Era prática nos séculos XVIII e XIX, até os dias atuais, chamar aqueles que proporcionaram uma bela refeição para aplaudi-los! Vivas à Catarina de Médici!!! Por outro lado, como vejo sempre como coisa séria, esta fase está sendo transformada para ceder lugar aos que, de fato, têm competência para assimilar mercados neste País, dentro dessa diversidade regional e cultural que temos. Isso, sem falar no contexto econômico no qual estamos vivendo. Em alguns casos, acho demasiado extravagante o “endeusamento” de alguns profissionais que fizeram das mídias uma ponte para o sucesso. O sucesso tem que estar no prato! O sucesso, para ser sucesso, tem que ser comido e lembrado. Por aqui, percebo que há muitas lembranças de restaurantes, mas sem nenhuma lembrança do que comeram. Então, temos uma situação onde o cliente parece ser tão midiático quanto o Chef – ou restaurante. Com um detalhe: o cliente vai se cansar. Normalmente, ele sabe o que quer. Devemos ter critérios para não entrarmos na vala da banalidade.

> Qual é o segredo de uma boa cozinha?
Consciência! Consciência para aproveitamentos com maestria; consciência no trato com os diversos insumos; consciência do que sabe ou não fazer bem feito; consciência com os recursos ambientais, consciência no entendimento das pessoas com as quais trabalha; consciência entre o certo e o errado; consciência para endurecer o comportamento e consciência para amolecê-lo!

> E qual é o grande pecado na cozinha?
O menosprezo com quem vai comer sua comida e a falta de planejamento.

> O que faz um bom prato? 
Bons produtos e fornecedores, com a aplicação correta das técnicas escolhidas e conhecimento dos utensílios adequados, além de experimentar, sempre!

> A alta gastronomia na Bahia tem futuro? 
Somos um dos poucos Estados brasileiros com uma forte raiz baseada na comida!
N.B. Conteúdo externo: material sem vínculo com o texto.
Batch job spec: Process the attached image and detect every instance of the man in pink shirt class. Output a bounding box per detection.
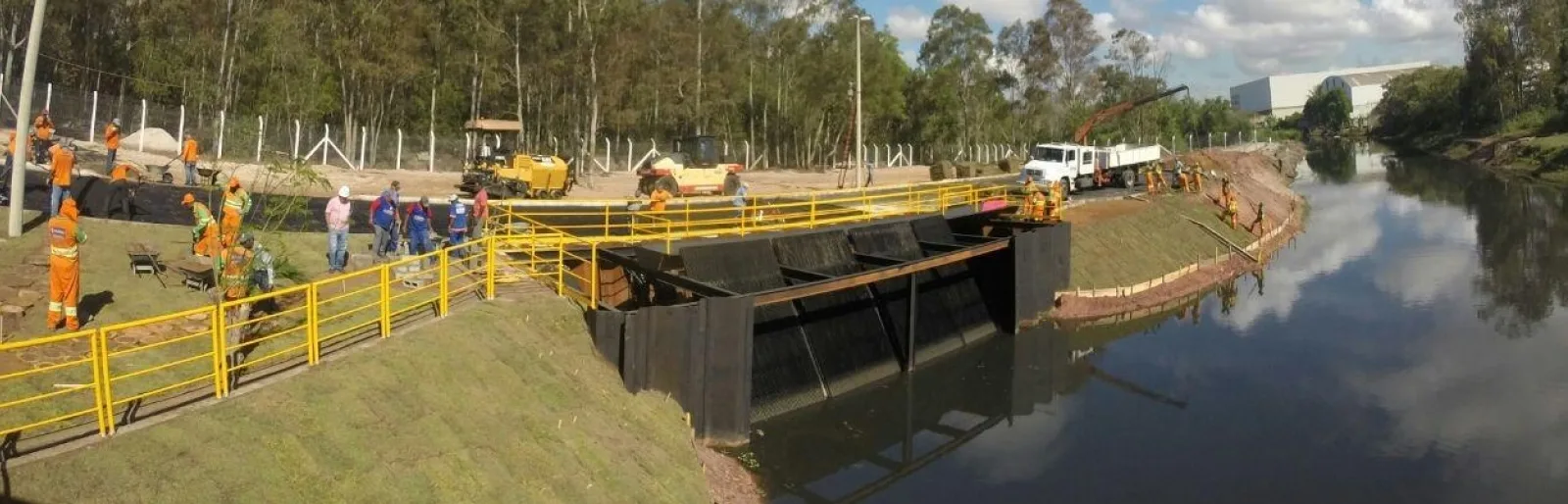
[468,185,489,240]
[326,185,351,274]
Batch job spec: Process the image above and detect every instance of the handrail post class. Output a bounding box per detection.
[806,193,817,229]
[588,243,599,309]
[304,281,321,366]
[436,251,452,317]
[91,328,115,436]
[212,301,229,399]
[379,264,392,337]
[484,235,496,300]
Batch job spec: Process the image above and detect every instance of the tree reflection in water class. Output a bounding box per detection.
[1385,157,1568,337]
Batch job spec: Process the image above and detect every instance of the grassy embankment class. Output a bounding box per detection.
[1063,195,1256,289]
[11,298,708,502]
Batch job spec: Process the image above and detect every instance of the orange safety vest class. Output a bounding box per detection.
[648,188,669,212]
[221,245,251,298]
[49,215,80,261]
[33,116,55,140]
[49,144,76,187]
[104,124,120,151]
[222,188,251,215]
[180,138,196,164]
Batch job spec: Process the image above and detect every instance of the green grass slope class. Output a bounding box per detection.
[11,298,708,502]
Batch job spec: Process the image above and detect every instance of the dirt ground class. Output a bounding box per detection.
[1051,142,1306,321]
[0,130,930,201]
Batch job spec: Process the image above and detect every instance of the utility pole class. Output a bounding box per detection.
[6,0,45,238]
[855,16,872,187]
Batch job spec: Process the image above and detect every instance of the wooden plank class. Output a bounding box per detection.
[599,250,740,297]
[756,240,1008,306]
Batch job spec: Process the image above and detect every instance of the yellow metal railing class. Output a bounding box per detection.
[0,179,1009,452]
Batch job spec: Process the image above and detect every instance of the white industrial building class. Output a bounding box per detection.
[1231,61,1432,118]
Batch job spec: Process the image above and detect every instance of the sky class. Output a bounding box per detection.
[860,0,1461,97]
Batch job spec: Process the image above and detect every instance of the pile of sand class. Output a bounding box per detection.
[121,127,180,152]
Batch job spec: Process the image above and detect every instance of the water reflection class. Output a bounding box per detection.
[753,149,1568,502]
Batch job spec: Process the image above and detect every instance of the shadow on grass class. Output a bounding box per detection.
[76,290,115,322]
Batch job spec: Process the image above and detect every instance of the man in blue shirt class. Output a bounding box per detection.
[370,180,402,259]
[447,189,468,259]
[408,196,434,264]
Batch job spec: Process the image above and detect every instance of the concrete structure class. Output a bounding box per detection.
[1231,61,1432,118]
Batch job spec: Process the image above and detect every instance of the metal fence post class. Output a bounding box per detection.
[304,281,321,366]
[378,264,392,337]
[256,116,267,164]
[212,303,229,399]
[484,234,495,300]
[136,100,147,152]
[88,91,97,143]
[218,110,229,159]
[91,328,115,436]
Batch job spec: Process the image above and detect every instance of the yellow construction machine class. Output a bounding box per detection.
[637,135,745,196]
[460,120,577,199]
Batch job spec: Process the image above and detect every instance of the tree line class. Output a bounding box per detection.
[0,0,1250,162]
[1374,0,1568,146]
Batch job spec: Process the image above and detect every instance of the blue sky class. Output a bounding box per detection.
[860,0,1461,96]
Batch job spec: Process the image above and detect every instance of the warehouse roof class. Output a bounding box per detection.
[1339,68,1416,88]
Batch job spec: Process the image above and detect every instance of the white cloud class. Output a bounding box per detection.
[1095,13,1116,44]
[888,6,931,42]
[1153,0,1458,76]
[944,0,1046,23]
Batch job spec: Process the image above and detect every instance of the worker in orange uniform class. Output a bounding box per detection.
[104,118,120,170]
[218,177,251,248]
[1024,190,1051,223]
[49,198,88,331]
[1247,201,1268,235]
[33,108,55,162]
[180,133,201,185]
[180,193,220,258]
[1225,189,1241,229]
[49,139,76,215]
[212,234,254,345]
[97,164,143,220]
[1046,180,1066,223]
[648,187,674,212]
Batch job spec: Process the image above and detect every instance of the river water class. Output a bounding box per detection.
[750,146,1568,502]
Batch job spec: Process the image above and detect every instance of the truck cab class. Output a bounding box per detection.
[1022,143,1103,191]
Penso que vai depender muito do que seja o conceito de alta gastronomia e a aplicação desse conceito. Uma coisa penso que seja verdade: as espumas e técnicas moleculares podem se tornar somente uma curiosidade.
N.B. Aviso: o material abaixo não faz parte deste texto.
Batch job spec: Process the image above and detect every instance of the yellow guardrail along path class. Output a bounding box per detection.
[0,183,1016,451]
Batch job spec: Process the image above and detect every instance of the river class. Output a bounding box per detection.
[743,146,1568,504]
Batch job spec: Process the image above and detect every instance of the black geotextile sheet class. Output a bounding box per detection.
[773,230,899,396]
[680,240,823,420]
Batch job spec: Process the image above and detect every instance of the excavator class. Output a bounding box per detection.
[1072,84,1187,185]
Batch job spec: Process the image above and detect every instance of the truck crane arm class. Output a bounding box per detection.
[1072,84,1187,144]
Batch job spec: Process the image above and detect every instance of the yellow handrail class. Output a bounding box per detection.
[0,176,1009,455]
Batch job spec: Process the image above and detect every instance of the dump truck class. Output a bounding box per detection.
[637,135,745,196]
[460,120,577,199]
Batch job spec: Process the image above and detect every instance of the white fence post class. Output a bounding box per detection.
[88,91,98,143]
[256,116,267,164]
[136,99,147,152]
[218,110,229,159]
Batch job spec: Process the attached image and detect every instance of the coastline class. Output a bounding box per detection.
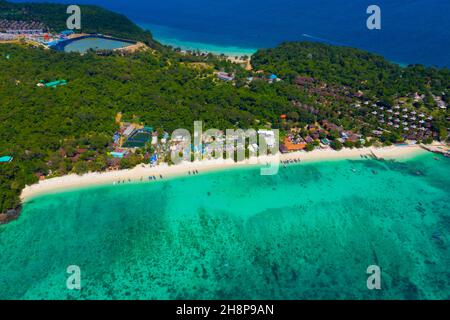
[135,21,258,59]
[21,145,427,203]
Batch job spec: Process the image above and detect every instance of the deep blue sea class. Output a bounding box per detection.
[9,0,450,66]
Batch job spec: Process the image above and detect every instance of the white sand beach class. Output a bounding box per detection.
[21,146,426,202]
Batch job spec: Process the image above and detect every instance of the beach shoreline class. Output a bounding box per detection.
[21,145,427,203]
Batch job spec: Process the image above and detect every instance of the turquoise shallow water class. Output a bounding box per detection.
[0,154,450,299]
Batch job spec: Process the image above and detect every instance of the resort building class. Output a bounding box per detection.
[0,156,13,163]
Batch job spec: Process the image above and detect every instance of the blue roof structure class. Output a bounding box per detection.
[0,156,13,163]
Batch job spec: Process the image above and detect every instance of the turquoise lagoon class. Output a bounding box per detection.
[0,153,450,299]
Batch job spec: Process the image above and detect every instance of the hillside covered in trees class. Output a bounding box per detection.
[252,42,450,101]
[0,0,161,48]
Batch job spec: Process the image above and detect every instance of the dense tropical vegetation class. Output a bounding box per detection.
[0,0,161,48]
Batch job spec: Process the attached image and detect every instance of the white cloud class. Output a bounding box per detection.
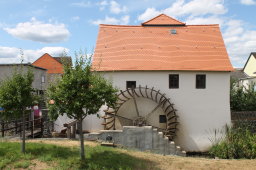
[97,0,109,11]
[92,15,130,25]
[4,18,70,43]
[71,1,91,8]
[71,16,80,21]
[138,0,227,21]
[110,1,127,14]
[0,46,69,64]
[223,20,256,67]
[138,8,161,21]
[240,0,256,5]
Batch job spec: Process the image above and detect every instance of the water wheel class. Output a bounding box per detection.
[103,86,178,140]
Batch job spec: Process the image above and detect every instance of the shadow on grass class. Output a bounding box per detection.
[0,142,155,170]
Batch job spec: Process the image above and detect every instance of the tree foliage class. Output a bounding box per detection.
[0,65,34,153]
[48,57,117,119]
[48,55,117,159]
[0,70,34,119]
[230,79,256,111]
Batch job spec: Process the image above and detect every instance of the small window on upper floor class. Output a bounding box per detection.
[126,81,136,89]
[169,74,179,89]
[196,74,206,89]
[41,76,45,83]
[159,115,167,123]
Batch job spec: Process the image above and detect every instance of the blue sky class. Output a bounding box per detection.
[0,0,256,67]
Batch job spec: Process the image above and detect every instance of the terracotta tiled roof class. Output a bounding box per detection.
[142,14,185,26]
[53,56,72,65]
[32,53,64,74]
[93,13,233,71]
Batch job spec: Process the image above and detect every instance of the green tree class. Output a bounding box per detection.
[48,55,117,160]
[0,65,34,153]
[230,79,256,111]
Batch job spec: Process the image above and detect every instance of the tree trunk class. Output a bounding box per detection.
[78,118,85,160]
[21,110,25,153]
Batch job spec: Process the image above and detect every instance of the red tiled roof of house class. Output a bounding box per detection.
[92,13,233,71]
[142,14,185,26]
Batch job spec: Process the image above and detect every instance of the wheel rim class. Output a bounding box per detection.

> O que já lhe aconteceu de mais divertido ou desastroso na cozinha?
Demorar uma eternidade para servir um lombo alto de bacalhau, depois de um pequeno incêndio na cozinha que atrasou tudo, e ainda por cima servir o bacalhau fora do ponto. Felizmente, o cliente entendeu e continua sendo nosso cliente! Isso já faz mais de onze anos!